You won’t be seriously harmed if you ignore lactose intolerance. The symptoms will eventually end if you can cope with them while the lactose passes through your digestive system. Lactose-free dairy products and lactase supplements can also help you easily avoid the symptoms of lactose intolerance.
In certain cases, like developmental lactose intolerance in babies who are born prematurely, they usually grow out of the intolerance. The damage to the small intestine which causes secondary lactose intolerance may be reversed after the small intestine recovers, depending on how permanent the damage is.
In the case of congenital or primary lactose intolerance, lactase production won’t ever start naturally, however, if your microbiome or intestinal health changes then your symptoms might change as well.
How to Cure Lactose Intolerance?
You need lactase in your gut if you want to be able to digest lactose. Natural lactase production is absent in most people with lactose intolerance. Lactase supplements can help provide the body with the required lactase it needs to break down lactose. You can take them as drops or tablets before consuming lactose.
Ingesting the lactic acid bacteria as probiotics may help as they convert lactose into lactic acid instead of gas. Consuming these bacteria with prebiotics that feed them might improve lactose tolerance.
You can also find lactose-free and lactose-reduced versions of most dairy products at the supermarket. Certain dairy foods when consumed in certain amounts or when combined with other foods help some people, so you can experiment with your diet to find out what your lactose threshold is.
Lactose intolerance can cause recurrent discomfort to those who like to consume dairy products but face difficulty in digesting lactose. It is always advisable to seek medical help from an experienced gastroenterologist doctor if the symptoms are hard to manage. Timely care and help can ensure the reduction or elimination of lactose intolerance symptoms.

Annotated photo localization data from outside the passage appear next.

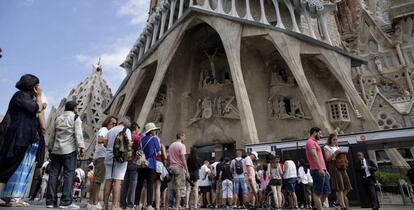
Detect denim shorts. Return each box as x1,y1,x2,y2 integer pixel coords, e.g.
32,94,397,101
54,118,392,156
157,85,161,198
310,170,331,196
283,178,296,193
233,177,248,195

At the CK Birla Hospital, we ensure patients get holistic medical support which includes treatment in a compassionate environment. This patient-centric approach not only helps patients heal better but also ensures they are aware of the preventive measures as well. In case you need to consult a gastroenterologist doctor, do reach out to us, or book a direct appointment with Dr. Mayank Madan at the CK Birla Hospital.
Can You Suddenly become Lactose Intolerant?
Damage to the small intestine can result in the sudden development of secondary lactose intolerance. Chronic diseases, infections, surgery or injury may damage the cells that produce lactase. This can cause sudden intolerance and lactose malabsorption, even if you could previously digest lactose.
How do I test for Lactose Intolerance?
There are several ways of testing for lactose intolerance by healthcare providers which have their respective indicators or signs for the intolerance, which include hydrogen breath test (high methane and hydrogen gas in breath is an indicator), blood sugar test (no rise in blood sugar after the test is an indicator) and stool acidity test (an acidic stool is an indicator).